1
Teaching Agent-Based Modelling and Machine Learning in an
integrated way
Ellen-Wien Augustijn *1, Rania Kounadi1, Tatjana Kuznecova1, Raul Zurita-Milla1
1 Department of Geo-Information Process (GIP), Faculty of Geo-Information Science and Earth Observation (ITC),
University of Twente, The Netherlands *Email: [email protected]
Abstract
The integration of Agent-Based Modelling (ABM) and Machine Learning (ML) provides many promising opportunities, yet this research field is underdeveloped. Different reasons are given for this lack of integration, including a shortage of behavioural data and technical implementation difficulties. However, we think that one crucial problem is being overlooked. In our educational system, we teach topics one by one and do not explicitly focus on the integration of various modelling paradigms. This is a missed opportunity that should be addressed, to prepare our students for a world where models are increasingly complex and where data and model integration becomes inevitable. In this paper, we share our experiences in a course in Geoinformatics, where integrated ABM and ML modelling is central. In our class, we use the Living Textbook to work on interlinked concept maps, and we have an overarching case study assignment. Preliminary outcomes show that students’ learning and project work could benefit from simplifying the case study assignment and introducing the parallel teaching of ABM and ML. In general, different teaching methods and setups still need to be explored, to ensure that our future model designers are well equipped for their task.
Keywords: Integrated Modelling, Agent-Based model, Machine Learning, Education
1. Introduction
Although agent learning has always been regarded as one of the main motivations for the implementation of Agent-Based Models (ABMs), the number of ABMs that contain learning based on Machine Learning (ML) algorithms is still small. Most ABMs are process-driven rather than data-driven. Although empirically grounded models are gaining popularity, there are still many issues limiting the integration of ABM and ML. A better understanding of these limitations can help to push this research area forward. It is equally important to make sure that the new generations of scientists and modellers are well prepared for the challenges of the increasing complexity of modelling endeavours. In this work, we explore how changes in education can help to promote integrated modelling approaches.
1.1. Use of ML in ABMs
ABMs use empirical data in many different ways. Although the behaviour of the agents may be rule-driven, empirical data can be used to structure the environments that agents move in, or to define
2
global environmental variables like climate, or for calibration and validation of the model. The use of data-driven machine learning techniques in ABMs seems to be triggered by two different problem areas: the wish to create smarter agents/models, and the problem of calibrating/validating complex models due to a vast variable space.
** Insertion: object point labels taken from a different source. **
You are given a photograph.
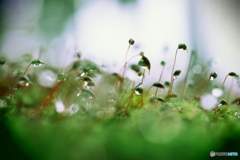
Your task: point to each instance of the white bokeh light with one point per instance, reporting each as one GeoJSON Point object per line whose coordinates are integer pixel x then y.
{"type": "Point", "coordinates": [208, 102]}
{"type": "Point", "coordinates": [47, 78]}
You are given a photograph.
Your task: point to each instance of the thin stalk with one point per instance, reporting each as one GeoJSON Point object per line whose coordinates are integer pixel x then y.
{"type": "Point", "coordinates": [125, 62]}
{"type": "Point", "coordinates": [225, 80]}
{"type": "Point", "coordinates": [185, 79]}
{"type": "Point", "coordinates": [159, 81]}
{"type": "Point", "coordinates": [26, 69]}
{"type": "Point", "coordinates": [172, 80]}
{"type": "Point", "coordinates": [204, 86]}
{"type": "Point", "coordinates": [142, 84]}
{"type": "Point", "coordinates": [230, 90]}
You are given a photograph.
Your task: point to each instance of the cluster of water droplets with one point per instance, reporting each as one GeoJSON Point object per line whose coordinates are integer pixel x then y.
{"type": "Point", "coordinates": [139, 89]}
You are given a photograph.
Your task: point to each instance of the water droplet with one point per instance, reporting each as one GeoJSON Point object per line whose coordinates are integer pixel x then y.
{"type": "Point", "coordinates": [217, 92]}
{"type": "Point", "coordinates": [73, 108]}
{"type": "Point", "coordinates": [82, 74]}
{"type": "Point", "coordinates": [197, 69]}
{"type": "Point", "coordinates": [59, 106]}
{"type": "Point", "coordinates": [37, 63]}
{"type": "Point", "coordinates": [3, 103]}
{"type": "Point", "coordinates": [208, 102]}
{"type": "Point", "coordinates": [213, 75]}
{"type": "Point", "coordinates": [22, 84]}
{"type": "Point", "coordinates": [23, 81]}
{"type": "Point", "coordinates": [47, 78]}
{"type": "Point", "coordinates": [139, 89]}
The term agent-mining was introduced by Cao (2009) to indicate the merge between the two scientific domains of ABM and ML. Cao identifies challenges in both fields that can be resolved by their integration. For ABM, these challenges are in the line of steering of agent behaviour: agent-awareness (observation of changes in environment states) and agent-learning. For ML, they include: involving domain and human intelligence, data fusion and preparation, and adaptive learning. Baqueiro et al. (2009) studied the application of ML techniques in ABMs and how to utilize ABMs in ML research. They concluded that from an ABM perspective, the use of ML for validation is most promising and that for ML, ABMs are a way of creating datasets that otherwise would not be available.
Generally speaking, ML techniques can be applied in three different stages in the modelling process: pre-processing, agent behaviour and decision making, and post-processing of simulation output.
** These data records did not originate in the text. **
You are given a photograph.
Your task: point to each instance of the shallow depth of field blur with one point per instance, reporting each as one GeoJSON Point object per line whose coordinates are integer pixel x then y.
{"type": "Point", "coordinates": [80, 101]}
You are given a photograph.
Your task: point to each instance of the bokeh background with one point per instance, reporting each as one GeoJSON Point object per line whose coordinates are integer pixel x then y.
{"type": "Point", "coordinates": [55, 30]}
Pre-processing: based on human behavioural datasets, an ML algorithm is trained to model
which behaviour agents should display under a range of circumstances. The trained model is used as input to the ABM to replace rule-based modelling.
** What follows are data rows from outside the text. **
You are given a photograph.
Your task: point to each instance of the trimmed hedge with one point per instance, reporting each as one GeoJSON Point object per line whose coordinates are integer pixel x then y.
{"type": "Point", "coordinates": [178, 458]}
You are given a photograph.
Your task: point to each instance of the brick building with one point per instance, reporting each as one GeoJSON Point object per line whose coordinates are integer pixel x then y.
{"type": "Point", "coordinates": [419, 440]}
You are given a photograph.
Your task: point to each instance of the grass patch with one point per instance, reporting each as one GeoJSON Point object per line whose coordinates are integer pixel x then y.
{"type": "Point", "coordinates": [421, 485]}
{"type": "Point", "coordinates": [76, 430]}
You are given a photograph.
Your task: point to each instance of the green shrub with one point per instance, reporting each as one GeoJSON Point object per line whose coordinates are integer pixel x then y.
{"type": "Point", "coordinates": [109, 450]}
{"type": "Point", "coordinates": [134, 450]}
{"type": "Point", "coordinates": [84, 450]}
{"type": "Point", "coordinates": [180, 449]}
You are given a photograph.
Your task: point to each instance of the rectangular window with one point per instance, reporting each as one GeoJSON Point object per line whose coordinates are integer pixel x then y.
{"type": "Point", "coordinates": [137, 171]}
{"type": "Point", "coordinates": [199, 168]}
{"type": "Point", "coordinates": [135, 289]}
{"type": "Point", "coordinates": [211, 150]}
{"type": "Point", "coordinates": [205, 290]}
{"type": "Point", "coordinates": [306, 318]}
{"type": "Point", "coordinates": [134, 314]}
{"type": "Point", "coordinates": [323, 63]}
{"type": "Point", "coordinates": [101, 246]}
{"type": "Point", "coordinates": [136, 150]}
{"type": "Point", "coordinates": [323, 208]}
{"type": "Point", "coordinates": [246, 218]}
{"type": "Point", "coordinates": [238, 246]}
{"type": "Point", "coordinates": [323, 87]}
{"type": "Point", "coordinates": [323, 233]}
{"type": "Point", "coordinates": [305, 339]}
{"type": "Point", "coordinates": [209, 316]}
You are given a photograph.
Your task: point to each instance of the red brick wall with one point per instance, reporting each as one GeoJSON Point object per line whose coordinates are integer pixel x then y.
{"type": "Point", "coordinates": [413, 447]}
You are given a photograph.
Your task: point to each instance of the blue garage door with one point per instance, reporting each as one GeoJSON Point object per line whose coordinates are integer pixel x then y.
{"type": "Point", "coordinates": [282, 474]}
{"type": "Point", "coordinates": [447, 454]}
Agent behaviour: Every time an agent has to make a decision, the ML algorithm is consulted
to predict the agent behaviour. This can be done using a pre-trained ML algorithm, or include training on the fly, e.g. for reinforcement learning. Agents can learn from their own experiences or the experience of others.
Post-processing: After running the ABM, the data can be mapped back to a trained ML
algorithm to calibrate or validate the model.
Several examples exist of linked or integrated ABM-ML models. Buchmanns et al. (2016) used Random Forest during the parameterization of their model to account for the variety of relationships between household properties and relocation aspects in their residential mobility model. Zhang et al. (2015) applied a step-wise linear regression to forecast individual and aggregate residential rooftop solar adoption in San Diego County. The use of ML learning to steer agent behaviour was studied by Abdulkareem et al. (2018), who used Bayesian Networks to steer agent behaviour in a cholera ABM. The use of ML to calibrate ABMs was studied by Lamperti et al. (2017), and Zhang et al. (2018) used agent-based modelling to create a dataset to train an ML model to enhance performance time for an interactive urban decision-making model. Finally, the use of ML to validate ABMs has been investigated by Baqueiro et al. (2009).
1.2. Factors hindering the integration
In literature, a range of factors are mentioned that limit the use of ML algorithms in ABMs. According to van der Ploeg et al. (2014), one of these limitations is that the implementation of intelligence often requires extensive training data. They tested a range of ML algorithms and found that they needed ten times as much data compared to traditional methods. Kennedy (2012) also mentions that the main
3
factor that hinders the implementation of ML in ABM is the lack of behavioural data, and missing quality data at suitable abstraction levels is mentioned as a limiting factor by Bruch and Atwell (2015). Another potential factor hindering the integration, as mentioned by Rand (2006), is that the modeller needs to have expertise in both scientific fields. Besides building the ABM, the modeller needs to select a proper learning algorithm and train it.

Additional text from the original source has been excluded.